The first part of that sentence graphically captures the common experience of so many of God’s people at this time. We increasingly find ourselves sharing our once-peaceful postcodes with evil. Perhaps the racism, bigotry, polarisation, divisiveness, hatred, violence, and mistrust were always there under the surface but now they seem to be rampant and ascendant in so many communities. And that’s where the second part of Simon’s sentence becomes so precious. The church at Pergamum lived “where Satan has his throne” (Rev.2:13) and yet they were “still shining with the gospel.” They hadn’t given up. They hadn’t moved out. They hadn’t been absorbed. They hadn’t compromised. They hadn’t faded into insignificance. They hadn’t hidden away. They hadn’t kept their heads down or looked away.

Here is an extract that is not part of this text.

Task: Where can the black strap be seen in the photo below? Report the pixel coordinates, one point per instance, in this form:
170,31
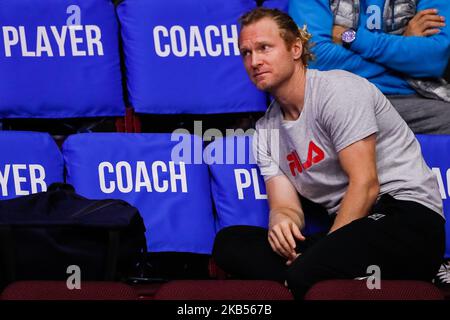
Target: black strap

The church at Pergamum challenges us to hold fast and to keep “shining with the gospel”: to look above and beyond Satan’s throne to the One enthroned in heaven (Rev.4:1-2). At some point, did Antipas ask himself was it worth it to challenge the evil in his own postcode? He paid the ultimate price but gained the ultimate prize and those at Pergamum with ears to hear and eyes to see, who had their gaze fixed on a higher throne (Rev.4:1-2), might have caught a glimpse of a familiar face in the crowd before that higher throne (Rev.7:9-17).
May we too find the courage to “shine with the gospel” where we live.